Salt & Wind Travel

How To Tapas Crawl In Old Town San Sebastian

You know the feeling: you land in a new city and before you even know which way is North or have taken your first photo, you already feel like you could move there. There’s an essence that’s hard to put your finger on, a vibe that makes it just feel like it’s your home-away-from-home that you never knew existed. For me, Basque Country is that place.

San Sebastian Spain

Why Visit Basque Country?

Be it the beaches at Hossegor with surfers who look like they just came out of the Southern California waves; chic Biarritz with high-end boutiques and the Imperial palace; the hills with Michelin-starred restaurants to Pamplona’s running of the bulls to world-class wineries; or Bilbao with Gehry’s Guggenheim sitting like the city’s crown jewel.

Basque Country is one of the first places I traveled in Spain so, at first, I didn’t appreciate how distinct it is. You probably already know that Basque Country is super unique—with a language that has no known origins, more Michelin-starred restaurants than most other countries, people who technically live in Spain and France but who look at the borders of Basque Country as the only borders worth really acknowledging. 
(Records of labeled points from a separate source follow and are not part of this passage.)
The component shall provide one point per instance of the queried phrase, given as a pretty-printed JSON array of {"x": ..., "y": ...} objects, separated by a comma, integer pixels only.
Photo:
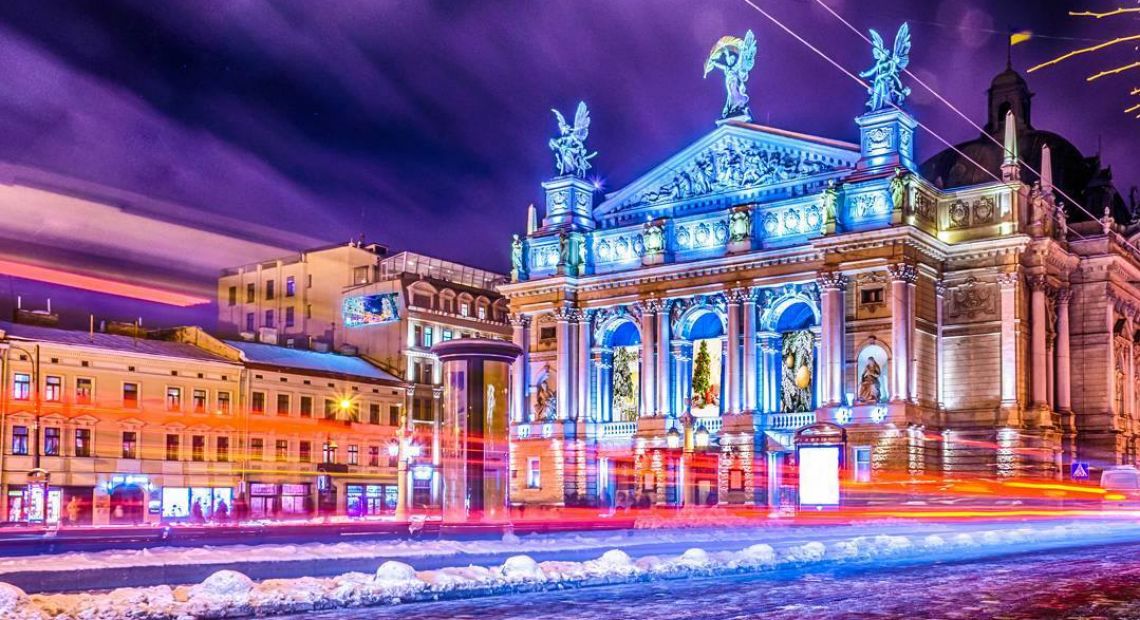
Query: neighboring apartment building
[
  {"x": 112, "y": 429},
  {"x": 389, "y": 310},
  {"x": 295, "y": 296}
]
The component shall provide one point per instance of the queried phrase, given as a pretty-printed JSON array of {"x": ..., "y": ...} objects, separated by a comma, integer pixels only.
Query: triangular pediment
[{"x": 733, "y": 161}]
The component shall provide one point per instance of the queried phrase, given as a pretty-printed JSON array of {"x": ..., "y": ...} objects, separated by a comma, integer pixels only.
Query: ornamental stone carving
[{"x": 972, "y": 300}]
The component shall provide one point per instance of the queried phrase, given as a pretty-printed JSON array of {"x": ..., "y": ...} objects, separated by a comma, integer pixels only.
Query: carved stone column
[
  {"x": 902, "y": 275},
  {"x": 1064, "y": 368},
  {"x": 649, "y": 347},
  {"x": 735, "y": 298},
  {"x": 564, "y": 318},
  {"x": 583, "y": 375},
  {"x": 1008, "y": 284},
  {"x": 939, "y": 291},
  {"x": 520, "y": 334},
  {"x": 1037, "y": 353},
  {"x": 831, "y": 337},
  {"x": 664, "y": 406},
  {"x": 750, "y": 378}
]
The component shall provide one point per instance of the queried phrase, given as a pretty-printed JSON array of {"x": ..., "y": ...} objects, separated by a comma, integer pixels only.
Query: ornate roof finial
[
  {"x": 735, "y": 57},
  {"x": 570, "y": 153},
  {"x": 1010, "y": 170},
  {"x": 886, "y": 88}
]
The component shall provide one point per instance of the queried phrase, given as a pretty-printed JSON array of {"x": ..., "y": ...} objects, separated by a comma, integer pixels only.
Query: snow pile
[
  {"x": 16, "y": 605},
  {"x": 229, "y": 594}
]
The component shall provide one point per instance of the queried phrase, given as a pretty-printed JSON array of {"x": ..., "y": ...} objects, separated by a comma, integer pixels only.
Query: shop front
[
  {"x": 197, "y": 504},
  {"x": 371, "y": 499},
  {"x": 285, "y": 500}
]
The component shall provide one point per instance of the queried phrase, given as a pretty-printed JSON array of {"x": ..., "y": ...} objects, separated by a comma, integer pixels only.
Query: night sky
[{"x": 424, "y": 124}]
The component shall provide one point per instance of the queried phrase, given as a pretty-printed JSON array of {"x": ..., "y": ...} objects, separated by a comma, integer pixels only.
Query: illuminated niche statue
[
  {"x": 886, "y": 87},
  {"x": 735, "y": 57},
  {"x": 570, "y": 153}
]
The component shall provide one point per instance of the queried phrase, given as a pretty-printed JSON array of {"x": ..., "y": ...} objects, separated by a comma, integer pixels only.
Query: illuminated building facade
[
  {"x": 766, "y": 299},
  {"x": 141, "y": 427},
  {"x": 389, "y": 309}
]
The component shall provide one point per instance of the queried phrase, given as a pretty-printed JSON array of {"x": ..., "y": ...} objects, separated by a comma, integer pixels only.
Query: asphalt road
[{"x": 1089, "y": 582}]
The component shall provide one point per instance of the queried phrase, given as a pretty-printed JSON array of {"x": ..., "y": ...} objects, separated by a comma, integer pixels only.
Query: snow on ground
[
  {"x": 229, "y": 554},
  {"x": 229, "y": 594}
]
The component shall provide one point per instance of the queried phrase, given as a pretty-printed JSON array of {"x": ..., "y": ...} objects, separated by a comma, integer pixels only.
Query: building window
[
  {"x": 224, "y": 402},
  {"x": 22, "y": 386},
  {"x": 19, "y": 440},
  {"x": 200, "y": 401},
  {"x": 130, "y": 445},
  {"x": 84, "y": 391},
  {"x": 283, "y": 405},
  {"x": 173, "y": 399},
  {"x": 131, "y": 394},
  {"x": 51, "y": 441},
  {"x": 863, "y": 464},
  {"x": 258, "y": 402},
  {"x": 82, "y": 442},
  {"x": 534, "y": 473},
  {"x": 870, "y": 295},
  {"x": 53, "y": 389}
]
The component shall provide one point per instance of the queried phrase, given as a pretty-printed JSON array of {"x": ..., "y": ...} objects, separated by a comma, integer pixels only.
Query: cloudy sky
[{"x": 424, "y": 123}]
5 Classic Tapas Spots In Old Town San Sebastian

It’s hard to pick one place in Basque Country, but when it comes to the tapas (pintxos in Basque), it’s San Sebastian. On my last trip there I strong-armed my siblings into a tapas crawl and they rolled their eyes at their food fanatic sister, feeling like it’d be more of a pain than it was worth. But, with a list of recommendations from friends who had cooked in nearby Michelin-starred kitchens and armed with a big appetite, we went for it. 

If you haven’t done a tapas crawl (txiquiteo in Basque), you’re gonna want to read up on it so you know how to get fed and how to pace yourself. The idea is to hop from bar to bar, enjoying drinks and eat small bites from classic like croquetas, bocadillos,and jamon to anything else that looks delicious. Sipping Txakoli, sherry, and local ciders everywhere we went and doing our best to exercise restraint we made it to 8 bars and had an assortment of bites. These were our top picks:

Paco Bueno bar

If you’re not sure how to kick things off, start here. It’s a big enough place that there’s room to sidle up to the bar or get your own table and there’s so much food that the only problem will be deciding what not to eat. The bocadillos (little sandwiches) were amazing as were the frituras (deep fried bites).


A pretty worn-in looking place, what it lacks in charm, Astelena makes up for in food. With small bites as basic as jamon with peppers to as adventurous as foie gras ravioli, this place felt like a bridge between the classic tapas places like Paco Bueno and the avant garde food of the local Michelin-starred restaurants. Some of our favorites when we went where the croquetas coated in crunchy pistachios and the crepes stuffed with salmon and cheese. 

Txepetxa Bar

If you aren’t a fan of anchovies, well, first you should try this toast and then you should book it to Txepetxa to become a convert. They have seemingly endless ways to serve the Spanish marinated white anchovies knowns as boquerones. We went to town and had a big enough group that we were able to order one of each type but a favorite was the tostada de anchoas y centolla

La Cuchara De San Telmo

Another place that pushes the envelope with flavors, there was pretty much every cut of meat imaginable here from duck confit to foie gras to pig’s ear. Go ahead and try their various pintxos but we really like the seared foie gras with apple compote and the goat cheese risotto. And, hopefully, it goes without saying that, if they have foie gras or txipirones (squid), get it!

Bar Nestor

There’s a lot of amazing food here from the Ensalada de Tomate to the Tortilla de patata (available from 12pm to 8pm), but the Txuleton de Buey (thick-cut rib-eye steak) pretty much blew our minds. Our server was Argentine and claimed that the steak at Bar Nestor was better than any he’d ever had growing up in South America. I don’t know about that but, what I do know is, once you order it, be prepared to stay a while and likely not eat anything else for the rest of the night.